暴露在人们各色目光下,赵晓雪早就如芒在背,闻言扯扯姐姐的袖子,几乎是以乞求的语气道:“姜蝉做事不计后果,向来说到做到,咱们还是进去说罢?父亲还等着银子拿药呢。”
赵霜霜咬咬嘴唇,请那男人一并进去,“您是卫掌柜的哥哥,说起来不是外人,一会儿还请您帮忙拿个主意。”
那男人拍着胸脯道:“我孙茂最讲道理,也最通人情,有我在,没有办不妥的事!”
姜蝉嘴角抽抽,转身进了铺子。
二楼明厅,几人分主客坐下,孙茂左右瞧瞧,率先开口:“我兄弟呢?”
“在通州了。”姜蝉道,“姜家和赵家纠葛颇深,不是一言两语就能说清的,有些事也不足为外人道。我只问赵大小姐,你们上门是要撤股,还是要股利?”
赵霜霜眼珠转转,“撤股之前,还是先把这两个月的股利算清楚了。”
姜蝉对着账本噼里啪啦拨了半天算盘,道:“和孙家打了一仗,蓝印花布上半年就没什么生意,又赶上洪灾捐了不少银子出去,再加上新建通州织坊……七七八八加起来,上半年是亏损的,所以没有股利。”
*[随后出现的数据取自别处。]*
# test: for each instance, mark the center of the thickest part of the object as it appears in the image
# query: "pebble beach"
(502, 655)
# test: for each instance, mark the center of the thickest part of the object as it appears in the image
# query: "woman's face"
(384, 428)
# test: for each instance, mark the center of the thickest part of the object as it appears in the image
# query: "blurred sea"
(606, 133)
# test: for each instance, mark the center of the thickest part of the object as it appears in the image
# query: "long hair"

赵霜霜不相信,拿过账本翻来覆去的看,但她不懂账,根本看不出个所以然来。
“那我们撤股!”她说,“把我家的庄子地契拿来。”
又是一阵算盘响,姜蝉一伸手道:“没问题,不过你先要补我一千两银子。”
赵霜霜大惊,再也维护不住脸上的凄然,厉声道:“想钱想疯了你?凭什么我要补你银子?”
姜蝉莞尔一笑:“刚才说了呀,昌盛布铺上半年亏损,这部分自然要摊在各个股东头上,你总不会以为,股东只分红不管亏损吧?”
“你、你是故意赖账!”
“随便你怎么说,不服气尽管去官府告状。”
姜蝉口气很硬,赵霜霜不明虚实,便把求助的目光投向孙茂,“大哥……”
孙茂大声道:“姜家生意有多大我都知道,不至于几两银子都拿不出来!赵老爷又是你继父,百善孝为先,这是做人的根本,父亲病重,当子女的哪怕卖了自己也要换银子拿药看病。”
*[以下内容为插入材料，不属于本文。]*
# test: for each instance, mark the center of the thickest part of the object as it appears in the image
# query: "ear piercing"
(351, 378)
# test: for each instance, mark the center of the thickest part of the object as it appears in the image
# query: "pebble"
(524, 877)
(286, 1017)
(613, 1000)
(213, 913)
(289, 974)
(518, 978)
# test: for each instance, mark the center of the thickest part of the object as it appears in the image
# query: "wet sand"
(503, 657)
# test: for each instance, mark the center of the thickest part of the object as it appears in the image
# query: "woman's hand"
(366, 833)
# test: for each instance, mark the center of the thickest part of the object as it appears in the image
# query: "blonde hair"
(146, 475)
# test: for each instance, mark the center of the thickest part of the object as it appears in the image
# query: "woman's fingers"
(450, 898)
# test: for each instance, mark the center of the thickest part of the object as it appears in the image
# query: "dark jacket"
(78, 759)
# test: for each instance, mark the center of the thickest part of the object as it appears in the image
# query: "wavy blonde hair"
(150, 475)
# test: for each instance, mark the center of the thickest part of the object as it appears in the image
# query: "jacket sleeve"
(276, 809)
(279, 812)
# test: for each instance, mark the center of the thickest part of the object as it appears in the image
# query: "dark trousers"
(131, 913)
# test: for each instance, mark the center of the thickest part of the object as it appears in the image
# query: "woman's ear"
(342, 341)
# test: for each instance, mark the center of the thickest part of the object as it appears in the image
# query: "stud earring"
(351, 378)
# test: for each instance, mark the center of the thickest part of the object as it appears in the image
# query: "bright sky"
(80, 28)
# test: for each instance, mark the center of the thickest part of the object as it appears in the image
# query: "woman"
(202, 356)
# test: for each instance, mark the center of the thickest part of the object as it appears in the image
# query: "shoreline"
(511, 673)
碍于他是卫尧臣表哥不好明着发火,姜蝉只冷笑道:“不错,那就请两位赵小姐卖了自己吧!”
孙茂一怔:“这是什么话?一家子吵吵闹闹稀松平常,我和小九还上手打架呢,可过后仍是亲亲热热的好兄弟,有道是家和万事兴,你继父家不也是你家吗?一家子骨肉,怎么看着跟仇人似的!”
姜蝉简直无语,耐着性子道:“许多事你不明白,等卫掌柜回来,让他和你说去。来人,送两位赵小姐出去。”
金绣早听得牙根痒痒,立马往外轰人。
赵霜霜坐着不动,泪流不止,赵晓雪得了暗示,更是揪着孙茂的袖子求他说句公道话。
孙茂脸上不大好看,“小九来了也得听我的,我走南闯北这么多年,打抱不平、济贫扶弱,谁见了不夸我声仁义?姜姑娘,算给我个面子,给她们些银两救急。”
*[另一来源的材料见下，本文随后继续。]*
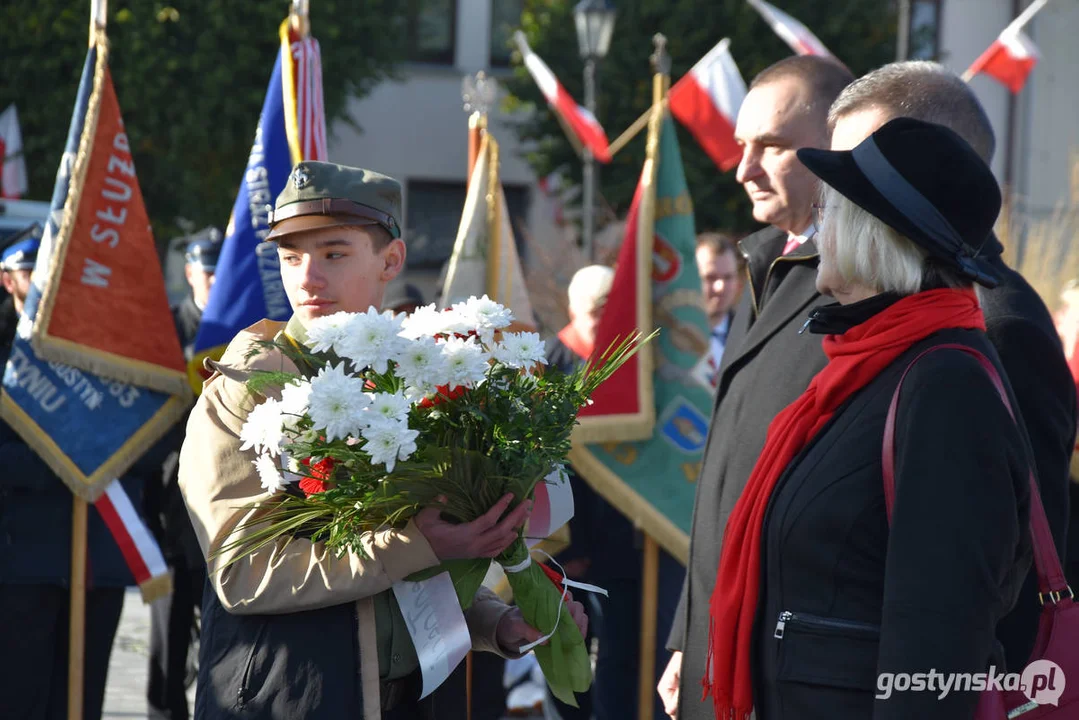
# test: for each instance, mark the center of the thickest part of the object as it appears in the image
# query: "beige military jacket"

金绣忍不住反唇相讥:“你的面子值几斤几两?你说给我们就得给,你是大东家,还是二掌柜?你那么同情她们,干脆自己给啊!”
孙茂大怒,一掌拍向桌面,咔嚓一声,寸厚的桌角硬生生被他拍掉一块。
“我最恨别人瞧不起我。”他咬着牙,大踏步上前,五官都拧歪了,“姜姑娘,这银子你到底给不给?”
姜蝉万想不到他如此暴戾,惊得离座而起,金绣护着她,高声呼喊铺子里的伙计。
四五个伙计提着棍子涌进来,然而孙茂力气极大,那几人根本不是对手,三拳两脚下去,他们横七竖八躺了一地。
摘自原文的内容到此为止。